The 2012 Israeli film “Fill the Void,” now being released in the U.S., is almost unique in being about haredi Jews and directed by a member of that sector. Haredi Jews are that sector of orthodox Jews who isolate themselves as much as possible from gentile, and indeed from all non-haredi society. The English term that is used is ultra orthodox but this, I think, is misleading. What distinguishes them from non-haredi orthodox Jews (known as modern orthodox) is not greater religious observance but the aforementioned isolationism. Put it this way, a modern orthodox Jew is more likely than a haredi to attend a baseball game, serve in the Israeli army, visit an art gallery, or read a Jane Austen novel.
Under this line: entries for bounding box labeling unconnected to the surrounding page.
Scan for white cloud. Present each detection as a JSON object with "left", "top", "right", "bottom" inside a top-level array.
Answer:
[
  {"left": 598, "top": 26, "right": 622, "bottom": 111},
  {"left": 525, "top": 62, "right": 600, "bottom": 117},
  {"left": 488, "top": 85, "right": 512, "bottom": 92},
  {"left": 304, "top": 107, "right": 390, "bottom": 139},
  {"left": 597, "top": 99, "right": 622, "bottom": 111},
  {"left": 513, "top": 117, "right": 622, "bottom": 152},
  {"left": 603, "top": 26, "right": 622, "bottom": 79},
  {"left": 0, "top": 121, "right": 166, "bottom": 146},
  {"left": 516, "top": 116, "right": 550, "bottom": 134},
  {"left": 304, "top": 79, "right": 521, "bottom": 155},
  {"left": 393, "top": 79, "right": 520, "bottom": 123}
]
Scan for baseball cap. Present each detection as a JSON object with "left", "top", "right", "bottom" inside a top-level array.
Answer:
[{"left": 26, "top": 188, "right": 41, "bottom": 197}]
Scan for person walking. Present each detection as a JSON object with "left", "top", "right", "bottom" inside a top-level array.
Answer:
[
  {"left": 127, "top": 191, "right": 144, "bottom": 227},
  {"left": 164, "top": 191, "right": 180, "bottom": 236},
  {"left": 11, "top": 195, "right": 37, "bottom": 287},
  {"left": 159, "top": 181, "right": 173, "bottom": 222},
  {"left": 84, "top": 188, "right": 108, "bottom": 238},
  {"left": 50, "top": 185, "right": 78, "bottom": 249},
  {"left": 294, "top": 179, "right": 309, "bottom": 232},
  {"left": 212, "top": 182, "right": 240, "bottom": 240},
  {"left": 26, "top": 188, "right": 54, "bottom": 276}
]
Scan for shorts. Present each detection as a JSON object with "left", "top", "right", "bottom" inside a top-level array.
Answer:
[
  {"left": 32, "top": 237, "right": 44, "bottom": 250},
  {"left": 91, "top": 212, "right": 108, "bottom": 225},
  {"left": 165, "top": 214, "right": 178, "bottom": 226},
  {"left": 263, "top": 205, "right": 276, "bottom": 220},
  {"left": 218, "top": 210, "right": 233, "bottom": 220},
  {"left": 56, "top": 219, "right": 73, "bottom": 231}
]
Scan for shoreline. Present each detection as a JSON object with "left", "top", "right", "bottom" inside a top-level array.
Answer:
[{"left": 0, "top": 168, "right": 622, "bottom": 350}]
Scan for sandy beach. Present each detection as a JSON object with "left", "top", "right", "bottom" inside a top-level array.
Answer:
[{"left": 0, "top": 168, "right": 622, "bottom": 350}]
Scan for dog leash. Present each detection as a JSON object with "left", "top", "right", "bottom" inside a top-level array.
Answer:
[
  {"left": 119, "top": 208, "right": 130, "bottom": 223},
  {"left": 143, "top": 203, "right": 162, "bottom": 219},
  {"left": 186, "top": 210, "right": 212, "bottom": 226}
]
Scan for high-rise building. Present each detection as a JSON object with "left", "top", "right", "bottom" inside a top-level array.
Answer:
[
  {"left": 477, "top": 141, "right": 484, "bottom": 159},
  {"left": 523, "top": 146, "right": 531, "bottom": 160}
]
Furthermore, within the haredi sector are two distinct groups. One of them, the hassidim, are more emotional and have a more mystical attachment to their leaders (known as rebbes). This film takes place amongst a hassidic group in Israel.

Director Rama Burshtein does not idealize her hassidim, and, with the exception of one scene, avoids using the film as a way of educating viewers about the haredi way of life. The exception, or so it seems to me, is a scene in which the rebbe receives people who are in need of money, hears their tales, and tries to help them out. It does not fit into the plot of the film.

The film is focused upon eighteen year old Shira (Hadas Yaron), the youngest of three daughters. The eldest, Esther (Renana Raz), dies and, while doing so, gives birth to a son. Her widower, Yochay (Yiftach Klein) is considering marrying a Belgian Jewess which would involve him and his young son moving there. His mother-in-law, who has been caring for Esther’s child, does not want her grandson to be moved so far away so she proposes that Shira marry Yochay.

The film is a character study, primarily of Shira and secondarily of Yochay. It is a good one and, like most good ones, leaves room for contemplation and speculation because it recognizes that there is a tangledness to human nature and an element of opacity as well. The film tells its tale well.